Renato Sanches se présente une première fois face à la Bulgarie, puis la Belgique. Il est enchanté et nous aussi. Quelques mois plus tard, Fernando Santos le sélectionne pour son premier Championnat d’Europe. D’abord sur le banc, il décide d’en sortir véritablement face à la Croatie. Je suis dans les tribunes, accompagné de feu mon grand-père, et je le vois débouler balle au pied, offrir le cuir à Nani, qui finit, on ne sait comment, par rentrer au fond des filets adverses. Je me souviens d’un stade qui explose, d’hommes, de femmes et d’enfants qui chantent à l’unisson, de leur sympathie et de sourires qui resteront gravés jusqu’à ce qu’à mon tour, je devienne feu.
Après ça, Renato ne quitte plus le terrain. Au tour suivant, il vient, comme un grand, inscrire le but de l’égalisation, suite à l’ouverture du score inopinée de la Pologne. Robert Lewandowski nous avait douchés, mais Renato est notre soleil. Et il brille intensément, au point de se proposer comme second tireur, dans une séance de tirs au but angoissante. Face à Łukasz Fabiański, il s’élance et marque. Renato n’est plus « comme », il est déjà grand. Quelques minutes plus tard, il fait partie du groupe de joueurs qui vient d’abord féliciter Rui Patricio pour avoir repoussé le penalty polonais. Les autres courent derrière Ricardo Quaresma, qui ne semble pas avoir immédiatement compris qu’il venait de qualifier son équipe pour le dernier carré de la compétition.

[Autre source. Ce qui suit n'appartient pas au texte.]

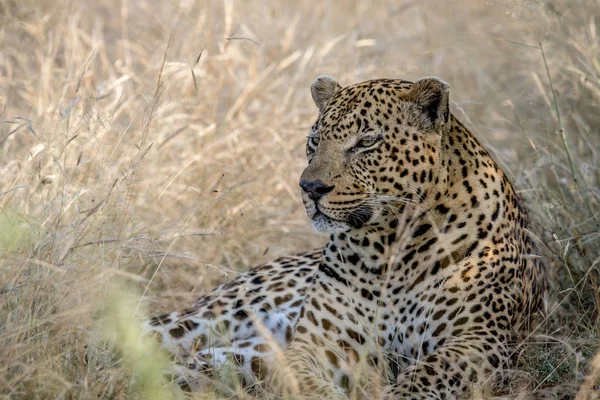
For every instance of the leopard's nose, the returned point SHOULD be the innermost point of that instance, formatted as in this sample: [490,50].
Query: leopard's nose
[315,189]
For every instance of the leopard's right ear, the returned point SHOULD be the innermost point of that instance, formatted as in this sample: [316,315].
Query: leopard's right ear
[323,90]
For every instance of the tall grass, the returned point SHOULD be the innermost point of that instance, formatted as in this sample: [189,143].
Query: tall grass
[158,144]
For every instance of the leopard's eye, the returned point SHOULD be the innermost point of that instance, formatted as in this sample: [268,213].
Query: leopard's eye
[367,142]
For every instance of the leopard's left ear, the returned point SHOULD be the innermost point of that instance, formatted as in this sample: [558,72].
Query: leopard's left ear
[323,89]
[432,95]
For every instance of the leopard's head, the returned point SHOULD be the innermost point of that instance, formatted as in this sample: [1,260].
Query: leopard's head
[374,147]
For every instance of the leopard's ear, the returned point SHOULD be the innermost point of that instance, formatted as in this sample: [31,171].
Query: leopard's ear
[323,90]
[432,95]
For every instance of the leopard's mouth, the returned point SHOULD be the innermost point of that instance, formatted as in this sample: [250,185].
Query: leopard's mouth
[356,219]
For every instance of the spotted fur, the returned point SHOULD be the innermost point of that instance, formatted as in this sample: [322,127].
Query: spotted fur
[428,273]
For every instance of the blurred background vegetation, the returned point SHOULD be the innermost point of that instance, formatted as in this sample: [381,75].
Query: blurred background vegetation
[157,146]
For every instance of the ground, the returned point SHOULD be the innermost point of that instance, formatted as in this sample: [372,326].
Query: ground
[149,150]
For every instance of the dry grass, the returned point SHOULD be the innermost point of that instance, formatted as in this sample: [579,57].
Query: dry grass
[157,145]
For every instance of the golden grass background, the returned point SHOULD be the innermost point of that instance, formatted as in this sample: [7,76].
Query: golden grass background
[158,145]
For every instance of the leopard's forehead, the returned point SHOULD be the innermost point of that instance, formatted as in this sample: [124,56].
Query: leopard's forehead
[359,106]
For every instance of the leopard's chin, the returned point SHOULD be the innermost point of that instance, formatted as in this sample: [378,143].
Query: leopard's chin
[323,223]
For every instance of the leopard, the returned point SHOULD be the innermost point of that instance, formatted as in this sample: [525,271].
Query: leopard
[429,273]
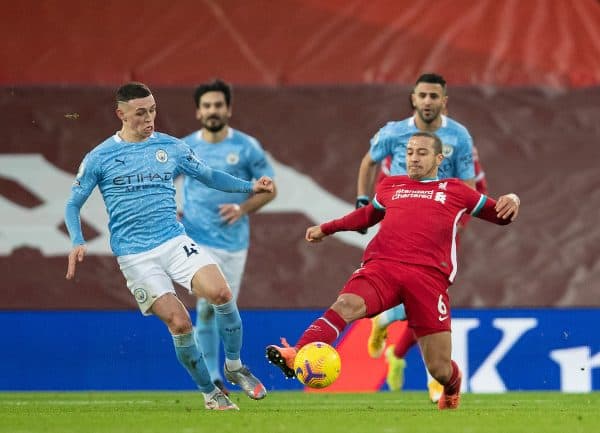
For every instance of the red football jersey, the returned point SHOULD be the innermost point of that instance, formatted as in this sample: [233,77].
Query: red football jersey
[418,221]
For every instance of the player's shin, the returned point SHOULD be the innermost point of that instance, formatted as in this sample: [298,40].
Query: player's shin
[191,358]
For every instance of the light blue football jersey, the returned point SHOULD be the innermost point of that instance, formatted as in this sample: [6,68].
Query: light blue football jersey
[239,155]
[136,183]
[457,147]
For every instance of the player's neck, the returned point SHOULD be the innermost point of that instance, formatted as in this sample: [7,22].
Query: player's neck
[428,127]
[131,136]
[215,137]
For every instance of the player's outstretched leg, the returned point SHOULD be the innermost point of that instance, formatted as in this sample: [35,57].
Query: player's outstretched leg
[283,357]
[395,374]
[450,398]
[247,381]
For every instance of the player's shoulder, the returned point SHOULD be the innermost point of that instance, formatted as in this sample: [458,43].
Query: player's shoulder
[243,138]
[455,126]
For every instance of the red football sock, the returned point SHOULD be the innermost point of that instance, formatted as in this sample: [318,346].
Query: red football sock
[450,387]
[405,342]
[326,328]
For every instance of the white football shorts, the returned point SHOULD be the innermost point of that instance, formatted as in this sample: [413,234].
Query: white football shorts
[151,274]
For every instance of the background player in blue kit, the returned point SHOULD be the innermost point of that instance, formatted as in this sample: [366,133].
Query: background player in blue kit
[428,100]
[134,170]
[217,220]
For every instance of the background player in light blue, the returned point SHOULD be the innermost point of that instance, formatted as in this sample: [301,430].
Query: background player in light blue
[429,99]
[217,220]
[134,170]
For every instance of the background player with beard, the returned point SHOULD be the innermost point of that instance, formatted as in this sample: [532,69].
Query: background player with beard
[217,221]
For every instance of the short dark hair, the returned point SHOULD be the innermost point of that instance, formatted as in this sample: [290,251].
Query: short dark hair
[132,90]
[217,85]
[437,143]
[432,78]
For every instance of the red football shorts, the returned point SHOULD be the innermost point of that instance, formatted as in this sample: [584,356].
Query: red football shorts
[423,291]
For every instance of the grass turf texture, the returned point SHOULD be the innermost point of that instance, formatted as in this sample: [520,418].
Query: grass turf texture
[174,412]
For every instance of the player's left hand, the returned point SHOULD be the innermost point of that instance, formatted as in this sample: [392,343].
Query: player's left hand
[264,184]
[230,212]
[507,206]
[314,234]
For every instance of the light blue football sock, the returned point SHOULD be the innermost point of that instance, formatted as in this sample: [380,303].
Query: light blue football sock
[190,357]
[392,315]
[229,324]
[207,337]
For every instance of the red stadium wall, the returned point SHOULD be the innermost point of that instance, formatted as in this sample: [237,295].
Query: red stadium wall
[544,146]
[314,80]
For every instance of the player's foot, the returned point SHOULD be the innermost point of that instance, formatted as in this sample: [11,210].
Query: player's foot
[247,381]
[376,341]
[219,384]
[283,357]
[451,401]
[220,401]
[396,366]
[435,390]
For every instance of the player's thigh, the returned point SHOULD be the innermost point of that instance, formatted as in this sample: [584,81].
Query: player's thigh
[184,258]
[232,264]
[426,301]
[376,286]
[146,279]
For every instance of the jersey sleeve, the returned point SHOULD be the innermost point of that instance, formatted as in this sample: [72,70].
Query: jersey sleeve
[86,180]
[381,145]
[189,164]
[464,157]
[258,163]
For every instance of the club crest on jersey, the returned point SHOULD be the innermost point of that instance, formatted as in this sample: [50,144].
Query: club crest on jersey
[161,156]
[447,150]
[140,295]
[232,158]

Après ce match, Renato Sanches fait profil bas. La demi-finale se passe bien et se déroule sans accroc. Il est moins à son avantage, mais la victoire est notre. En finale, il fait son match, mais l’histoire veut que ce soit lui qui cède sa place à Éder. Ce même Éder qui, 33 minutes plus tard, fait se soulever tout un peuple… Comme un symbole.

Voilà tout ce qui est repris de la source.